Banks’ Vermögen wird auf bis zu 250 Millionen Pfund geschätzt. Der Bericht erwähnt dies jedoch nicht, sondern erklärt: „Wir haben Beweise ... dass Banks mit Kontakten aus der russischen Botschaft, u.a. dem russischen Botschafter, über potenzielle Gold- und Diamantengeschäfte diskutiert hat und vertrauliche Informationen weitergegeben hat.“

Die Kampagne des DCMS erhielt Zustimmung vom Guardian, dem Sprachrohr der Austrittsgegner und dem wichtigsten Werkzeug der anti-russischen Agenda. Er lobte den „mutigen kleinen Ausschuss“ und erklärte in seinem Leitartikel, der Bericht habe das Potenzial, „die politische Landschaft umzugestalten“, da er sich „mit Themen befasst, die ein entschiedenes Handeln erfordern. Es geht hier um Themen, bei denen es keine Neutralität geben kann.“

Die Zeitung spricht von „Russlands schmutzigen Tricks und Destabilisierungsversuchen, Facebooks ständiger Weigerung, seine praktische, moralische und juristische Verantwortung wahrzunehmen und die rücksichtslose Dreistigkeit und Verachtung, mit der Gruppen wie SCL Elections, Cambridge Analytica, Global Science Research und Aggregate IQ sowie die Kampagnen Vote Leave und Leave.EU sich den Regulierungsbehörden und der Vorstellung des Rechtsstaats in der Politik widersetzt haben“. Er beschwert sich weiter: „Es ist nicht unmöglich, dass diese enorme Rücksichtslosigkeit, Dreistigkeit und Missachtung den Sieg der Austrittsbefürworter ermöglicht haben ...“

Dies muss mit einem massiven Angriff auf demokratische Rechte bekämpft werden, wie der DCMS erklärt: „In dieser sich schnell verändernden digitalen Welt ist unser bestehender juristischer Rahmen diesem Zweck nicht mehr angemessen.“

Um eine Zensur von Websites zu rechtfertigen, die offizielle Lügen in Frage stellen, heißt es, die Regierung sollte „eine Arbeitsgruppe bilden, die eine glaubwürdige Standardkennzeichnung schafft, damit die Menschen auf einen Blick sehen können, wie glaubwürdig eine Seite ist“.

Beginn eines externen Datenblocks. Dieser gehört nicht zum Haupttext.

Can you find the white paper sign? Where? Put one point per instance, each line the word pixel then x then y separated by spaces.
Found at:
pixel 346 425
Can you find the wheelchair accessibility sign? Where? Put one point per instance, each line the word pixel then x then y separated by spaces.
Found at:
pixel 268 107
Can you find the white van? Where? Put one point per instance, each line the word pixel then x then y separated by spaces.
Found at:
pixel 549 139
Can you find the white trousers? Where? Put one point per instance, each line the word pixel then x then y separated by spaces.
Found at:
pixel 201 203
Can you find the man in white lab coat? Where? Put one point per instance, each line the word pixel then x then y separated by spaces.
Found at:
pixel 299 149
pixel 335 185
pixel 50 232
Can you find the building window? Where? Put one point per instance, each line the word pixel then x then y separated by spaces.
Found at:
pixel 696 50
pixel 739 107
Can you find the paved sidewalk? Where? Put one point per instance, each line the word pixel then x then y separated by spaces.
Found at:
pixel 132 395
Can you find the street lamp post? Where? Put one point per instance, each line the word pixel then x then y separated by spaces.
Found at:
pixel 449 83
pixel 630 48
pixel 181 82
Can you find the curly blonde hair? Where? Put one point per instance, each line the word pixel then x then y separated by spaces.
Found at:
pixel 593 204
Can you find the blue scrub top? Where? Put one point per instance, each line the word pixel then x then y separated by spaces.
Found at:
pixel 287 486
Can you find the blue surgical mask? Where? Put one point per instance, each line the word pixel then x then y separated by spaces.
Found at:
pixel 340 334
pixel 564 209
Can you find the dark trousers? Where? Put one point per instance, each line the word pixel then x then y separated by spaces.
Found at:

Weiter heißt es, man solle „eine neue Kategorie von Technologieunternehmen“ entwickeln, die „nicht notwendigerweise eine ,Plattform‘ oder ein ,Herausgeber‘ sind“. Diese Unternehmen sollten eine „eindeutige juristische Verpflichtung“ haben, gegen „schädliche und illegale Inhalte vorzugehen“.

Dies wäre die Grundlage für eine groß angelegte Löschung von Inhalten in sozialen Medien.

Diese Verpflichtung soll sich „auf Inhalte beziehen, deren Löschung von Nutzern beantragt wurde, und andere Inhalte, die Technologieunternehmen leicht selbst identifizieren können. In diesen Fällen könnten bei Untätigkeit juristische Verfahren gegen diese Technologieunternehmen eröffnet werden, entweder durch eine öffentliche Regulierungsbehörde und/oder durch Individuen oder Organisationen, die aufgrund dieser frei auf einer Social-Media-Plattform verbreiteten Inhalte Schaden erlitten haben.“

Der DCMS empfiehlt, dass „bezahlte politische Werbung auf Social-Media-Plattformen, vor allem politische Anzeigen“, ihre „Quelle identifizieren sollten: Wer sie hochgeladen hat, wer sie gesponsert hat, und aus welchem Land sie kommen.“

Ein Verbot gezielter politischer Kleinstwerbung für ein ähnliches Publikum und „eine Mindestgrenze für Wählerzahlen, die individuelle politische Nachrichten erhalten, sollte auf nationaler Ebene eingeführt werden“.